A study by Zhao et al10. (2016) on abdominal surgeries found that peritubal infiltration using local anesthetics significantly reduced pain scores compared to controls. The results from their study were similar to ours in that peritubal infiltration provided sustained pain relief, with statistically significant differences observed from 2 hours post-surgery and continuing through 24 hours. They reported that the peritubal infiltration group had reduced pain scores, with results aligning with our Group peri tubal infiltration findings of lower pain scores compared to the control group.
In present study the total requirement for rescue analgesia across the three groups shows significant differences in analgesic consumption, with Group B (Paravertebral Block) requiring the least amount of additional analgesia. Group B had the highest number of participants (11) who required no rescue analgesia, compared to only 1 in Group I (Peritubal Infiltration) and none in Group C (Control). Moreover, Group C had the highest requirement for higher doses (150mg and above), with 11 participants needing 150 mg of rescue analgesia. The Chi-square test result of 46.717 with a p-value of <0.0001 indicates a statistically significant difference in the analgesic needs among the groups, emphasizing that the paravertebral block provided the most effective pain relief, reducing the need for additional analgesia compared to peritubal infiltration and the control group.

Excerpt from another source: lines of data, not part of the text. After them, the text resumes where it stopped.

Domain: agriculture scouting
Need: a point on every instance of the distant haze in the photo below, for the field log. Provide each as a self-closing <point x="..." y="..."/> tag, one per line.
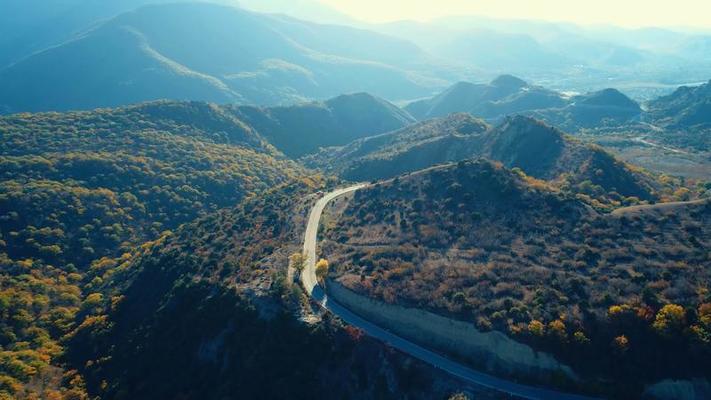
<point x="629" y="13"/>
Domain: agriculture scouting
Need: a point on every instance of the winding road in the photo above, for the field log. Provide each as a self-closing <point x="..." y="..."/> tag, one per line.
<point x="310" y="283"/>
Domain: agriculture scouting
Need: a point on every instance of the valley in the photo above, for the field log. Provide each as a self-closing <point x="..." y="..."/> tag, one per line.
<point x="281" y="200"/>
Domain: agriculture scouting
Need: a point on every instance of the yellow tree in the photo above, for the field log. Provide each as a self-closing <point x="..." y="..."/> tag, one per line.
<point x="670" y="319"/>
<point x="536" y="328"/>
<point x="322" y="270"/>
<point x="298" y="261"/>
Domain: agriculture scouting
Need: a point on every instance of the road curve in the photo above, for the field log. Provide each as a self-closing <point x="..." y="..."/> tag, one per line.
<point x="308" y="279"/>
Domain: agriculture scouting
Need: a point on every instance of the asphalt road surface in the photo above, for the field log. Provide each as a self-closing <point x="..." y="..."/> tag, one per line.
<point x="308" y="279"/>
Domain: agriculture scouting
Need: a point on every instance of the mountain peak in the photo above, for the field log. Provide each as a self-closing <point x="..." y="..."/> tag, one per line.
<point x="509" y="81"/>
<point x="609" y="97"/>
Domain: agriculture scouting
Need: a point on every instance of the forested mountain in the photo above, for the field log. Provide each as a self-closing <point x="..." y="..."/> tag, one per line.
<point x="504" y="95"/>
<point x="621" y="297"/>
<point x="519" y="142"/>
<point x="79" y="189"/>
<point x="507" y="95"/>
<point x="304" y="128"/>
<point x="601" y="109"/>
<point x="687" y="107"/>
<point x="226" y="274"/>
<point x="235" y="56"/>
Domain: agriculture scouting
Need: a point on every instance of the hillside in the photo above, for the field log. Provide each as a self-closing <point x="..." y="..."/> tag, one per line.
<point x="304" y="128"/>
<point x="687" y="107"/>
<point x="78" y="189"/>
<point x="508" y="95"/>
<point x="539" y="150"/>
<point x="622" y="299"/>
<point x="235" y="56"/>
<point x="226" y="273"/>
<point x="601" y="109"/>
<point x="504" y="95"/>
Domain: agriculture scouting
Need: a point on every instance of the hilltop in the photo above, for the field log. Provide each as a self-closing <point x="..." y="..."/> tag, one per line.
<point x="509" y="95"/>
<point x="687" y="107"/>
<point x="235" y="56"/>
<point x="80" y="189"/>
<point x="504" y="95"/>
<point x="486" y="245"/>
<point x="541" y="151"/>
<point x="604" y="108"/>
<point x="227" y="274"/>
<point x="304" y="128"/>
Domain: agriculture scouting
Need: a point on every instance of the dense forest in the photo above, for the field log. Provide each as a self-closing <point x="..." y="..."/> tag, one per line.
<point x="511" y="253"/>
<point x="227" y="274"/>
<point x="80" y="191"/>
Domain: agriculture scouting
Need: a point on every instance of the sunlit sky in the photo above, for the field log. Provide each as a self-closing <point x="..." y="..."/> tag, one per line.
<point x="630" y="13"/>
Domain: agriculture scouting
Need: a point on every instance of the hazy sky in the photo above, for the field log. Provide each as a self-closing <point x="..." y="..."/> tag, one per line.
<point x="633" y="13"/>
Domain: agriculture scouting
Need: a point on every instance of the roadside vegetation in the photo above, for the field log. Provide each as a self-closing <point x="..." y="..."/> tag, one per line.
<point x="625" y="297"/>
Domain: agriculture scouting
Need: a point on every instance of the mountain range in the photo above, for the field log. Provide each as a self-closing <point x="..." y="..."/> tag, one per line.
<point x="236" y="56"/>
<point x="541" y="151"/>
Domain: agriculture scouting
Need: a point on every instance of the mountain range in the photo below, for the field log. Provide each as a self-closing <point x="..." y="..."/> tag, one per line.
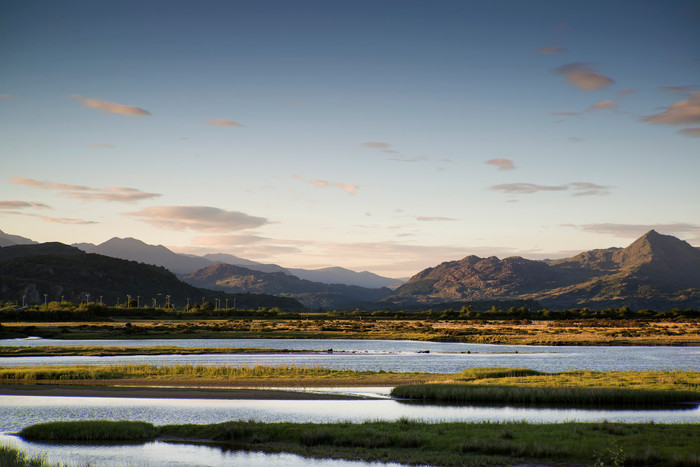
<point x="33" y="273"/>
<point x="136" y="250"/>
<point x="655" y="271"/>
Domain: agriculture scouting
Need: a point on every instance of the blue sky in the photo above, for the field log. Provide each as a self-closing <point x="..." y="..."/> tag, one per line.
<point x="381" y="135"/>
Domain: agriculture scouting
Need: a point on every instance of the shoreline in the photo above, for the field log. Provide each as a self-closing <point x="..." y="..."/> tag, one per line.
<point x="168" y="392"/>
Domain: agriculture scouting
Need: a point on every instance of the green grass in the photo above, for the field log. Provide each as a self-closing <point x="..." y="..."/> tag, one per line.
<point x="90" y="372"/>
<point x="11" y="457"/>
<point x="441" y="444"/>
<point x="550" y="396"/>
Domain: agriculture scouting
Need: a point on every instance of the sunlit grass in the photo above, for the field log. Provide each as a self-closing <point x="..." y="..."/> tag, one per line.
<point x="409" y="442"/>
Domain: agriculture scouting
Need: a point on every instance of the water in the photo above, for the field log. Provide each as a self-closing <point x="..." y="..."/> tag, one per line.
<point x="397" y="356"/>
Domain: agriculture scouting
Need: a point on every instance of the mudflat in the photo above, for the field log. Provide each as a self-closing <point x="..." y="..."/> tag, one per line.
<point x="166" y="392"/>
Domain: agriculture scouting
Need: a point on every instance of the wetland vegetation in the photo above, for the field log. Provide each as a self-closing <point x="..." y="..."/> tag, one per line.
<point x="412" y="442"/>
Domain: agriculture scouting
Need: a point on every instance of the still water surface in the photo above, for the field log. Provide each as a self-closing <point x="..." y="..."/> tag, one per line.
<point x="387" y="355"/>
<point x="400" y="356"/>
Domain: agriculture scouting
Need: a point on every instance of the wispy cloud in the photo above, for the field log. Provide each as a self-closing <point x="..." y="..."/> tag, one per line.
<point x="582" y="76"/>
<point x="118" y="194"/>
<point x="347" y="187"/>
<point x="502" y="163"/>
<point x="688" y="88"/>
<point x="552" y="50"/>
<point x="694" y="132"/>
<point x="376" y="145"/>
<point x="223" y="122"/>
<point x="578" y="188"/>
<point x="685" y="112"/>
<point x="14" y="204"/>
<point x="198" y="218"/>
<point x="112" y="107"/>
<point x="434" y="219"/>
<point x="636" y="230"/>
<point x="602" y="105"/>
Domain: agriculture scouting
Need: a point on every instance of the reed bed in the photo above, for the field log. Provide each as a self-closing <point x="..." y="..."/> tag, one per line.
<point x="550" y="396"/>
<point x="89" y="372"/>
<point x="411" y="442"/>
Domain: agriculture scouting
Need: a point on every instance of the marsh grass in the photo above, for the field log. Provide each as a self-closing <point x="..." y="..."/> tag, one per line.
<point x="12" y="457"/>
<point x="549" y="396"/>
<point x="442" y="444"/>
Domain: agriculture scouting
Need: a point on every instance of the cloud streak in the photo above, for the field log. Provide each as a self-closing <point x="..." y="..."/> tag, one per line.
<point x="347" y="187"/>
<point x="685" y="112"/>
<point x="581" y="76"/>
<point x="501" y="163"/>
<point x="14" y="204"/>
<point x="117" y="194"/>
<point x="578" y="188"/>
<point x="223" y="122"/>
<point x="112" y="107"/>
<point x="197" y="218"/>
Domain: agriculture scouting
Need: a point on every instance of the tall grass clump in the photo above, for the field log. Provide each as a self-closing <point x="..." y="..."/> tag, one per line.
<point x="497" y="372"/>
<point x="555" y="396"/>
<point x="90" y="430"/>
<point x="12" y="457"/>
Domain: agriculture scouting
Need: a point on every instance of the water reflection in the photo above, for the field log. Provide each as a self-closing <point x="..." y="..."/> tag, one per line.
<point x="397" y="356"/>
<point x="172" y="455"/>
<point x="17" y="412"/>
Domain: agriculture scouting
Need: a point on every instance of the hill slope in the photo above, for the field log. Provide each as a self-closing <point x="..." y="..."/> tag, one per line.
<point x="62" y="271"/>
<point x="655" y="271"/>
<point x="312" y="294"/>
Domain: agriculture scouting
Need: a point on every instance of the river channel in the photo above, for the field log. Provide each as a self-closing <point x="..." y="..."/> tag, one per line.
<point x="400" y="356"/>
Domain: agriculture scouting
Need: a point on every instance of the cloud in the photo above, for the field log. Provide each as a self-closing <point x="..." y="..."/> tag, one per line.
<point x="434" y="219"/>
<point x="636" y="230"/>
<point x="582" y="77"/>
<point x="198" y="218"/>
<point x="376" y="145"/>
<point x="119" y="194"/>
<point x="579" y="188"/>
<point x="223" y="122"/>
<point x="680" y="113"/>
<point x="552" y="50"/>
<point x="602" y="105"/>
<point x="112" y="107"/>
<point x="13" y="204"/>
<point x="526" y="188"/>
<point x="501" y="163"/>
<point x="688" y="88"/>
<point x="408" y="159"/>
<point x="695" y="132"/>
<point x="348" y="187"/>
<point x="565" y="114"/>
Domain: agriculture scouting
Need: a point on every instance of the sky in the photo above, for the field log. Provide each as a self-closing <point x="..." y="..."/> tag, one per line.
<point x="379" y="135"/>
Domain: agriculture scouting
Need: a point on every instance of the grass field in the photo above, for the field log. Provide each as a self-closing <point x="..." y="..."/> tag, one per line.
<point x="566" y="332"/>
<point x="405" y="441"/>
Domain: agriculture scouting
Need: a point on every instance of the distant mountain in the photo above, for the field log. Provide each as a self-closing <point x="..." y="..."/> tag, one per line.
<point x="236" y="279"/>
<point x="9" y="240"/>
<point x="223" y="258"/>
<point x="337" y="275"/>
<point x="655" y="271"/>
<point x="60" y="270"/>
<point x="136" y="250"/>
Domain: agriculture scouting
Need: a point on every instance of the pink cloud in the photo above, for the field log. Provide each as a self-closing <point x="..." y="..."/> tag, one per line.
<point x="223" y="122"/>
<point x="112" y="107"/>
<point x="582" y="77"/>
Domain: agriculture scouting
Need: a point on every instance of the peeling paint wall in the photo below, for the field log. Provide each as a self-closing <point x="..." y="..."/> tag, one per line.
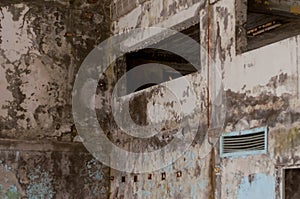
<point x="262" y="89"/>
<point x="42" y="47"/>
<point x="52" y="174"/>
<point x="42" y="44"/>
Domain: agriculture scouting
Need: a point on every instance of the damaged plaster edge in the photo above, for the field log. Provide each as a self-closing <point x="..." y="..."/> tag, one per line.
<point x="177" y="20"/>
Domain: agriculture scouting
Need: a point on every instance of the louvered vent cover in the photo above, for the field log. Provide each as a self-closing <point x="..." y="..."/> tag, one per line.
<point x="246" y="142"/>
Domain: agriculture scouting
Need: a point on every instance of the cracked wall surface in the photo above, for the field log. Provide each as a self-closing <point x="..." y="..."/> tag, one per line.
<point x="42" y="45"/>
<point x="262" y="89"/>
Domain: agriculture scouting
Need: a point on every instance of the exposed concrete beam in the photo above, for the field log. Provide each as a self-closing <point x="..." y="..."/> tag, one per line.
<point x="289" y="8"/>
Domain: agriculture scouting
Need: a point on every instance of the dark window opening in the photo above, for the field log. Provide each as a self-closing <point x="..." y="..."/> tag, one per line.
<point x="153" y="74"/>
<point x="265" y="22"/>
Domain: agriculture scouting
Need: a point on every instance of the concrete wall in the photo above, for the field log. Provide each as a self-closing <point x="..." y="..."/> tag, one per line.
<point x="42" y="44"/>
<point x="262" y="89"/>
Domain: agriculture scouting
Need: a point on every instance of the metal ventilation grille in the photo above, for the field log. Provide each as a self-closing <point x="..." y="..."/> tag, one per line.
<point x="242" y="143"/>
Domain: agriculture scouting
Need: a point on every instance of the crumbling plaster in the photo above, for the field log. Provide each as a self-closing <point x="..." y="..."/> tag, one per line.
<point x="262" y="88"/>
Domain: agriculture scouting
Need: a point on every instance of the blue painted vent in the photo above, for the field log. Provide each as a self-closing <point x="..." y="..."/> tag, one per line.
<point x="247" y="142"/>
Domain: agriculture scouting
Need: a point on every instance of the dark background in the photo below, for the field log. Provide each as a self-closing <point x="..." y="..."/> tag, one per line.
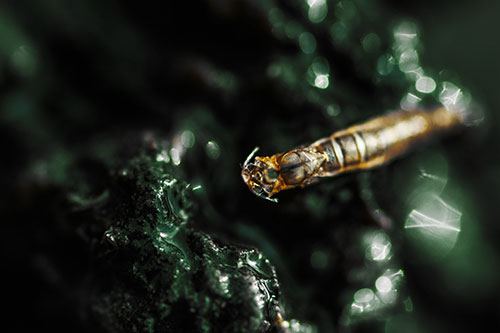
<point x="95" y="68"/>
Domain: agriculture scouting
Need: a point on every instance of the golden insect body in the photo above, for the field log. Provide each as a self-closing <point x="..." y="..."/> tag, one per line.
<point x="359" y="147"/>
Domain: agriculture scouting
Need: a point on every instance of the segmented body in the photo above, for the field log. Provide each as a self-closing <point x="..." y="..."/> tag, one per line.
<point x="358" y="147"/>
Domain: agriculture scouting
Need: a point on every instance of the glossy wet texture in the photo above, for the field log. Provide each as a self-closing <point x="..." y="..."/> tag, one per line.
<point x="123" y="130"/>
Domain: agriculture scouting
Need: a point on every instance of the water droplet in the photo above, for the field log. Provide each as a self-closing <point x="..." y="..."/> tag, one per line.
<point x="212" y="149"/>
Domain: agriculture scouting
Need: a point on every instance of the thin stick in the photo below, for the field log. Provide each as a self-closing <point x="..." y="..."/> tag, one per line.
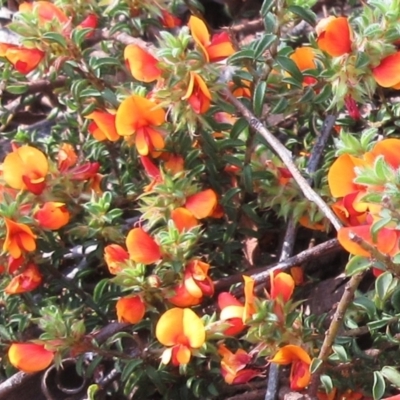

In our study the mean dose of rescue analgesic (Tramadol) required was significantly lower in Group B (Paravertebral Block), with a mean of 55±56.248 mg compared to Group I (Peritubal Infiltration) at 100±54.772 mg and Group C (Control) at 129.31±60.529 mg. The p-values of 0.0012 (B vs. I), <0.0001 (B vs. C), and 0.0270 (I vs. C) indicate statistically significant differences, with Group B requiring the least amount of rescue analgesia.
In a study done by Prashant Lomate et al11, (2022) they found number of rescue analgesics requires and total consumption of tramadol in 24 hours were less in Group Erector spinae block than in Group peri tubal infiltration.
In study done by Yayik et al12 (2021) while analyzing the total number of rescue analgesia needed in 24 hrs postoperatively following PCNL surgeries, paravertebral group had a mean value of 2.90 ± 0.84 and peritubal group had 4.47± 0.73. This showed that the need for rescue analgesia was more in peritubal group.
These findings were consistent with that of Geetha et al13 (2020) where the mean number of analgesic demands after peritubal infiltration during first 24 hrs was 2.39± 1.03 and that of Lojanapiwat et al14 (2015) which concluded that paravertebral block showed a reduction in total opioid consumption when compared with the control group.
Limitations of the study
We conclude that both peritubal infiltration and paravertebral block are effective regional analgesia techniques for managing postoperative pain in percutaneous nephrolithotomy surgery. Peritubal infiltration is easy to administer and provides significant pain relief till 4 hours postoperatively. However, the paravertebral block offers superior and more prolonged analgesic benefits in the later postoperative period as evidenced by prolonged duration of analgesia, lower pain scores in first eight hours and reduced total analgesic consumption in 24 hours postoperatively.